Introduction

SQL joins are a fundamental concept when working with relational databases. They allow you to combine data from multiple tables based on a related column. In this blog, we will walk through different types of SQL joins using DuckDB and Python, all within a Colab-compatible notebook. We will use synthetic customer and order data, then explore inner joins, left joins, right joins, full outer joins, and even self joins, showing how to extract matching and non-matching records between tables.

Open In Colab

Setting Up: Importing Libraries and Synthesizing Data

We begin by importing the necessary libraries and creating some sample data for customers and orders. This step simulates real-world scenarios where data exists in separate tables, but we need to combine it for analysis.

import duckdb
import pandas as pd

# Synthesizing customer data
customers_data = {
    'customer_id': [1, 2, 3, 4],
    'customer_name': ['Alice', 'Bob', 'Charlie', 'David'],
    'location': ['New York', 'Los Angeles', 'Chicago', 'Los Angeles']
}

# Synthesizing orders data
orders_data = {
    'order_id': [101, 102, 103, 104, 105],
    'customer_id': [1, 2, 2, 4, 5],
    'amount': [250, 450, 320, 150, 200]
}

# Creating data frames
customers_df = pd.DataFrame(customers_data)
orders_df = pd.DataFrame(orders_data)

# Display the data frames
print("Customers Data:")
display(customers_df)

print("Orders Data:")
display(orders_df)

# Loading data into DuckDB
duckdb.sql("CREATE TABLE customers AS SELECT * FROM customers_df")
duckdb.sql("CREATE TABLE orders AS SELECT * FROM orders_df")

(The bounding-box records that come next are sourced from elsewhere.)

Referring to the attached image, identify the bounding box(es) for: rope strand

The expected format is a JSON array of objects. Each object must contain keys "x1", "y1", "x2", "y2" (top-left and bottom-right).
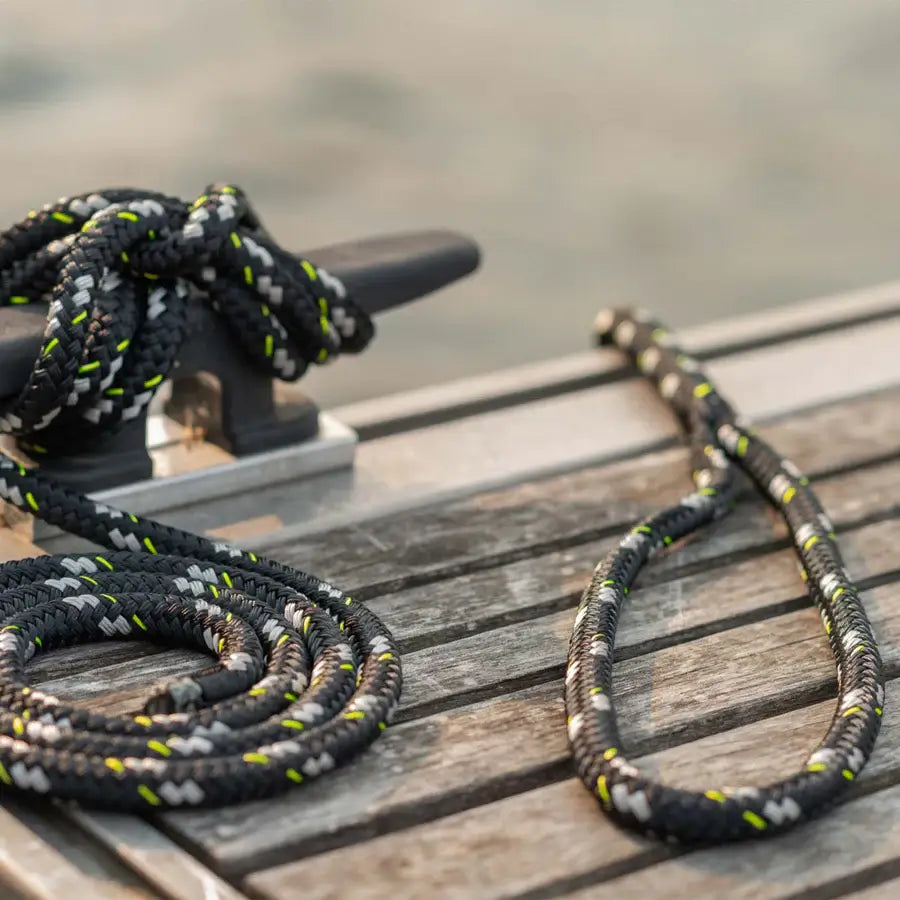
[
  {"x1": 0, "y1": 186, "x2": 402, "y2": 810},
  {"x1": 565, "y1": 310, "x2": 884, "y2": 843}
]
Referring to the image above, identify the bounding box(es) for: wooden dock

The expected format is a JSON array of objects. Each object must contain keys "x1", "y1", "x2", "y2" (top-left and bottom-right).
[{"x1": 0, "y1": 285, "x2": 900, "y2": 900}]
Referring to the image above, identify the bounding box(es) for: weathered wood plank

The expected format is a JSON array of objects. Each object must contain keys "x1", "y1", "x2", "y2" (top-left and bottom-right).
[
  {"x1": 158, "y1": 560, "x2": 900, "y2": 871},
  {"x1": 64, "y1": 808, "x2": 250, "y2": 900},
  {"x1": 225, "y1": 318, "x2": 900, "y2": 543},
  {"x1": 41, "y1": 644, "x2": 213, "y2": 715},
  {"x1": 569, "y1": 785, "x2": 900, "y2": 900},
  {"x1": 832, "y1": 880, "x2": 900, "y2": 900},
  {"x1": 0, "y1": 798, "x2": 159, "y2": 900},
  {"x1": 330, "y1": 283, "x2": 900, "y2": 438},
  {"x1": 396, "y1": 478, "x2": 900, "y2": 716},
  {"x1": 261, "y1": 390, "x2": 900, "y2": 596},
  {"x1": 19, "y1": 394, "x2": 900, "y2": 716},
  {"x1": 246, "y1": 682, "x2": 900, "y2": 898}
]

Inner Join: Returning Only Matching Records

An inner join returns only the rows where there is a match between the two tables. In our case, we’ll match the customer_id from the customers table with the orders table.

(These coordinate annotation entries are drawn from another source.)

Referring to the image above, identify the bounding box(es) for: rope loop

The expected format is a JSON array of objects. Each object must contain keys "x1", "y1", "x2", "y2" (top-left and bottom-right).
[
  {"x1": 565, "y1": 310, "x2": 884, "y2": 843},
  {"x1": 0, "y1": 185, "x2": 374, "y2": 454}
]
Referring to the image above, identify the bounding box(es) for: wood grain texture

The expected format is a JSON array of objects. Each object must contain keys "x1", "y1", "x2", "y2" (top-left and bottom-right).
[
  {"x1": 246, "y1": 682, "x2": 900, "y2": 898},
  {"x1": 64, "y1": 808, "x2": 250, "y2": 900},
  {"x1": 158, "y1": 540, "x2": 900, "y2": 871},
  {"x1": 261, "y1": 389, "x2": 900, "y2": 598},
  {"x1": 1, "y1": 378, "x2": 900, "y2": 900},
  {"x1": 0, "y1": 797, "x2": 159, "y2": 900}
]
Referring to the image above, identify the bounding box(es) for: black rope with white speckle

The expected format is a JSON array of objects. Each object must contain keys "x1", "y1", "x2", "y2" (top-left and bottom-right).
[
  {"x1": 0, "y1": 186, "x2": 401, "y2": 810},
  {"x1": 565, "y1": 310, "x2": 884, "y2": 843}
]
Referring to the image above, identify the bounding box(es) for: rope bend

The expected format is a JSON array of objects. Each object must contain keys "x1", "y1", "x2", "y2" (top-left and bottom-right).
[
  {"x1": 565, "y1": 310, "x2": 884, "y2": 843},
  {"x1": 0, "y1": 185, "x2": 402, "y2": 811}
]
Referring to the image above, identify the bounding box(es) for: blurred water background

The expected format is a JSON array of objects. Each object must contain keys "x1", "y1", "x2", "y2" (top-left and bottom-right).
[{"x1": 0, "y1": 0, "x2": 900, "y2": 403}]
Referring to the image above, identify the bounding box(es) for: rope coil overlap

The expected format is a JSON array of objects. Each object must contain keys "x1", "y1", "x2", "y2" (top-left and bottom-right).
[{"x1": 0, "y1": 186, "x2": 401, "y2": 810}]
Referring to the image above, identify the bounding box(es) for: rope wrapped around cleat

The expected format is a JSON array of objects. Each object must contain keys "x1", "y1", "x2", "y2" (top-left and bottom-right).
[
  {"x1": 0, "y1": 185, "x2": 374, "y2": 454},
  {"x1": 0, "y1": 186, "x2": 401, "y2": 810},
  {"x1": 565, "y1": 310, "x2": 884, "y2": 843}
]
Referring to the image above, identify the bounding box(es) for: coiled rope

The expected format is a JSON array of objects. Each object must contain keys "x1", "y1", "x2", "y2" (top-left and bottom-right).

# Inner Join: Return only matching records
inner_join_query = """
SELECT customers.customer_name, customers.location, orders.amount
FROM customers
INNER JOIN orders
ON customers.customer_id = orders.customer_id
"""
inner_join_result = duckdb.sql(inner_join_query).df()
print("Inner Join Result:")
display(inner_join_result)

Left Join: Returning All Records from the Left Table

A left join returns all records from the left table (customers) and the matching records from the right table (orders). If there is no match, NULL values are returned.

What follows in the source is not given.